Por varias razones que no vienen al caso, los últimos meses de trabajo antes de empezar la baja de paternidad fueron una locura. Al trabajar desde casa todos los días por la cuarentena, hemos visto como mi cacho-carne ponía el culo en la silla a las nueve de la mañana (de hecho un poquito antes, para poder hacer diez minutos de meditación antes de atacar el día) y no salía de la «oficina» hasta las cinco de la tarde salvo para ir al baño y a la hora de la comida. Hasta el punto de que pasadas dos semanas tuvimos que ponerle en el calendario un «mental-health break» todos los días a media tarde como recordatorio de que había que salir a decir hola. Es uno de los motivos por los que tenía tantas ganas de empezar estos meses de cuidar al cachito-carne.
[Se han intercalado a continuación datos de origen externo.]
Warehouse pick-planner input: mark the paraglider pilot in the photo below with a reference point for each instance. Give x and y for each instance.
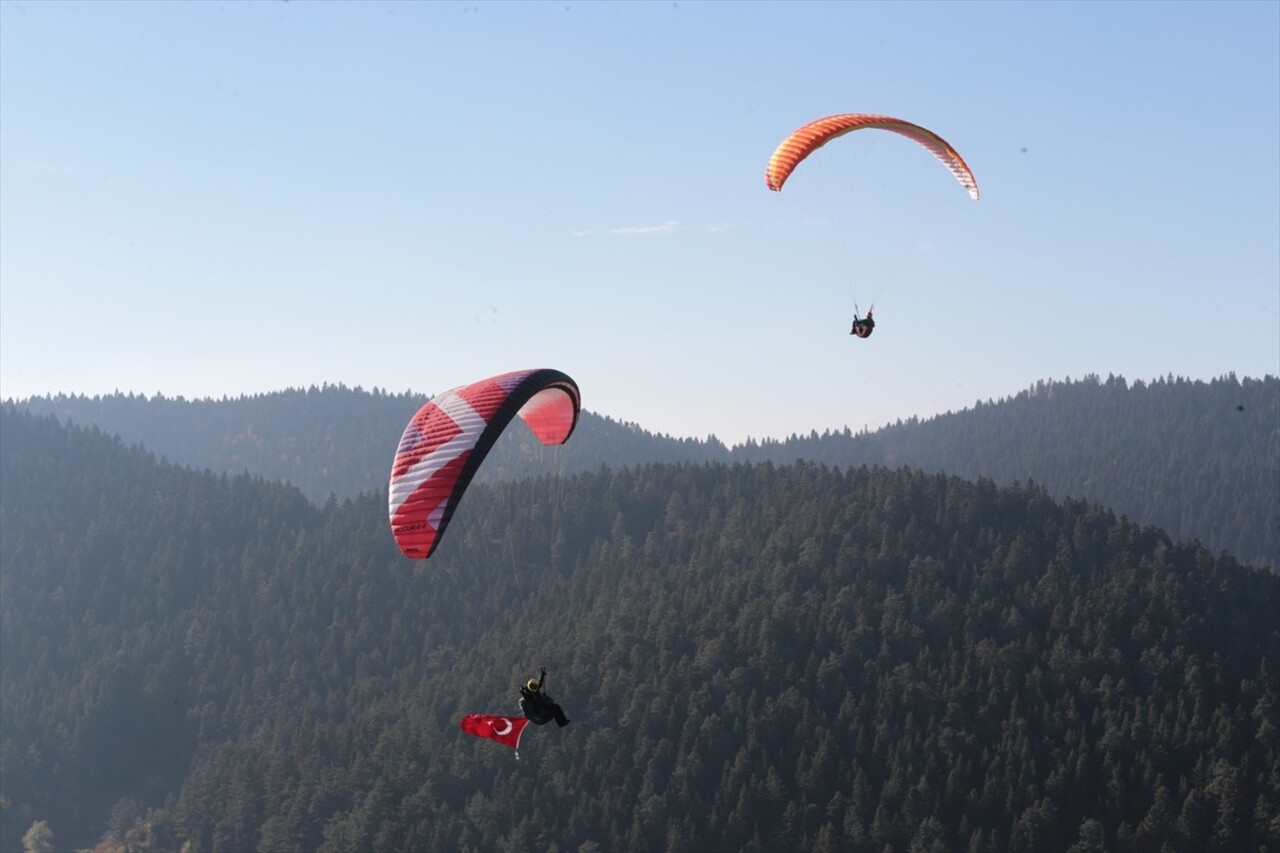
(863, 328)
(539, 707)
El nuevo día a día es un trabajo constante, con un jefe increíblemente exigente sobre todo con los horarios: un retraso de 15 minutos para comer, empezar la siesta, terminar la siesta o irse a domir por la noche se traduce en horas o un día entero de mala gaita. Y con un nivel de responsabilidad infinitamente más alto a cualquier cosa que haya hecho antes, porque la diferencia entre «si fallamos, perdemos el contrato» y «si fallamos, acabamos con el bebé en urgencias» es abismal.
Pero la recompensa también es constante. Incluso cuando pienso que no he parado en todo el día me respondo a mi mismo que bueno, los días en el trabajo tampoco tenía un minuto para mí mismo y ahora cuando estoy «ocupado» estoy jugando, llamando a los cacho-abuelos o de paseo por el barrio. Es que le da mil vueltas.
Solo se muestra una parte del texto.